A pluralidade feminina, a diversidade e a convergência não resultam em fórmula ao meu ver,mas a história está aí para confirmar que ela, a mulher sempre precisou se re-inventar.Nessas andanças pelos bancos escolares, livros , revistas e blogues,algumas conclusões, dentre as quais:



"Na casa de meu pai há muitas moradas", garantiu certa vez o maior dos mestres. Não importa qual o contexto da promessa, mas uma verdade é irrefutável: cada mãe é uma casa onde habitam outras duas casas.
Uma delas é o útero,  a casa provisória onde somos instalados pelo tempo sabiamente programado pelo criador para que se componham nossos órgãos, músculos e esqueletos; nossa composição física incipiente e frágil. Esta casa nem sempre está preparada para receber um habitante e, é por isso que a outra se torna a mais significativa.
A outra casa chama-se  coração  e esta sim é sempre habitável e acolhedora. Sem teto, nem paredes, nem chão pulsa no ritmo do infinito,  porque não há limites para o amor.


Mulheres e suas caixinhas
  
       Mulheres têm especial atração por caixinhas e baús onde possam depositar o embrião descarnado de seus anseios.Ali preservados, repousam retalhos do tempo, franjas de uma cortina do teatro da vida.
Protegidas contra a poeira do esquecimento descansam as ressonâncias, os ecos invioláveis dentro de um útero tão mágico e tão frágil quanto à própria existência.

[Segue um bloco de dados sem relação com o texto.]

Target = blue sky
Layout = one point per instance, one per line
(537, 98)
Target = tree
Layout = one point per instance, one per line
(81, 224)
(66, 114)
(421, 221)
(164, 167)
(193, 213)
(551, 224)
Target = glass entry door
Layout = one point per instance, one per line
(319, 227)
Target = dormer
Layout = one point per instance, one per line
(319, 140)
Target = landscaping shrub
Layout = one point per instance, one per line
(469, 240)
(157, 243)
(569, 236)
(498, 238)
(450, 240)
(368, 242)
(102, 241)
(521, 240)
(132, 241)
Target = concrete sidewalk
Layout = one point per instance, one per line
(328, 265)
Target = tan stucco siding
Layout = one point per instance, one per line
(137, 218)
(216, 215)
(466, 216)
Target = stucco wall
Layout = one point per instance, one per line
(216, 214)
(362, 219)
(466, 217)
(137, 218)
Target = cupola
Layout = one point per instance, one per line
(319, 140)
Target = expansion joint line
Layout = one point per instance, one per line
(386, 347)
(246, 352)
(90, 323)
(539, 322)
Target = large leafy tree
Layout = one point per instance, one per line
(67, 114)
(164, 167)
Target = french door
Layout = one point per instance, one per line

sexta-feira, 11 de março de 2011

O mar (parte II)

O trabalho tem consumido muito das minhas horas e da minha capacidade criativa,mas navegar é preciso ( no sentido de necessidade mesmo)então cá estou.

Minha última postagem falava sobre minha sede de mar e a sede era tanta que sereias em agonia encalhadas nas minhas veias secas clamavam pelo sal dos oceanos.
Nem mesmo as intermináveis horas de estrada foram capazes de insuflar desânimo no coração sedento.
Nem mesmo a chuva ininterrupta trouxe covardia ou vergonha de pisar a areia molhada.-Yes,nós temos farofa!
Minhas pernas estremeceram diante dele,o mar.E ele , sem cerimônias me enredou em suas águas nervosas e cristalinas ali da beirinha.
As sereias cantaram seu feitiço, vazaram por meus poros e dançaram com as tartarugas bailarinas da praia.Depois sopraram um beijo, desejaram-me sorte e desapareceram para além das ondas e dos rochedos escarpados da costa.
Sentei-me quase sem fôlego na areia de grãos grossos e dourados,pouco adiante um siri muito clarinho limpou a toca e nela se enfiou.
A chuva que havia parado para respirar diante do espetáculo das sereias,voltou à sua rotina de chover.Chuva fininha,mas insistente pontilhando a extensão da areia.
Eu ainda tinha uma sede inexplicável de mar, ainda que estivesse ali diante de sua grandeza.Parte de mim queria ser sereia?Ou a beleza era tanta que não cabia no ato de olhar?
Enquanto chuva e ondas marcavam o tempo, a maré foi subindo e consumindo o espaço de pernas.O espaço agora era de nadadeiras.Resolvi voar.